Max Knoblauch / Friday, July 19, 2024
(Gregg Newton/Getty Images)
(Gregg Newton/Getty Images)

The final frontier… In February, Intuitive Machines’ Odysseus lander — carrying experiments for NASA — became the first US spacecraft to land on the moon since 1972 (and the first privately built spacecraft to do so). NASA paid the company $118M for the lift. The agency has big plans including a trip around the moon, a probe of Jupiter’s moon Europa, and a crewed lunar landing set for fall 2026. NASA is increasingly relying on partnerships with private companies to complete its missions, believing that US gov’t funding alone won’t be enough to get pricey jobs done.
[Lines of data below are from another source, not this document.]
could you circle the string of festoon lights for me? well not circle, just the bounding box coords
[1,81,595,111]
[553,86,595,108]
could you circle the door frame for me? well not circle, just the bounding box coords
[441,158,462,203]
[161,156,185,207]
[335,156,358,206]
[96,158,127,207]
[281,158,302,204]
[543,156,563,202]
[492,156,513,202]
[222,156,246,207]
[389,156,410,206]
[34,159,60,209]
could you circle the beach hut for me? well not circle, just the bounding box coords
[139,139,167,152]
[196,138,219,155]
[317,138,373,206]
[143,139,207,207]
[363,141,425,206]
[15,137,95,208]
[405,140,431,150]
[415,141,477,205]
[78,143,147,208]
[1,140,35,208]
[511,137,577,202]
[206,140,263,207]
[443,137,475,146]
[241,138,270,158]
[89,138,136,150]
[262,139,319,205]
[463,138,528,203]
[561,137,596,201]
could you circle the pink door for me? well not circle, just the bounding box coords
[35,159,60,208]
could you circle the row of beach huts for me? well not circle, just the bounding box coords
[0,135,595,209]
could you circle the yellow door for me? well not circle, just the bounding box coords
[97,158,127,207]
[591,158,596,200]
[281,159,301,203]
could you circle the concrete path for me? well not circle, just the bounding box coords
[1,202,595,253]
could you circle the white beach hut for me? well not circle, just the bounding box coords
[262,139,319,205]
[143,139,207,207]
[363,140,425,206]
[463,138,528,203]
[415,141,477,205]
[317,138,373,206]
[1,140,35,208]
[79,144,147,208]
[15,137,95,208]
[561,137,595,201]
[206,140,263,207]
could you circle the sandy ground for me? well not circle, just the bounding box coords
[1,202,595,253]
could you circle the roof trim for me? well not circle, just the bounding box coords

NASA’s private redshirts… Last year, NASA paid out ~$15B to private contractors including Musk’s SpaceX (which earned about $2.3B from the agency), Boeing ($1.6B), Northrop Grumman ($1.3B), and Lockheed Martin ($1.2B). Jeff Bezos’ Blue Origin received about $440M from the agency, though it also locked down a $3.4B NASA contract to build a spacecraft that will fly astronauts to and from the moon under the Artemis program. SpaceX, which won an $840M+ contract last month to decommission the ISS, received a similar moon landing contract in 2021. That’ll give the US more options for lunar-surface exploration.

Exploring the cosmos… ain’t cheap. Earlier this month, Congress proposed a NASA budget roughly $200M below the amount requested by the White House. But on the bright side for NASA and its private partners, the Artemis program (that’ll return astronauts to the moon) will still get its requested $7.6B.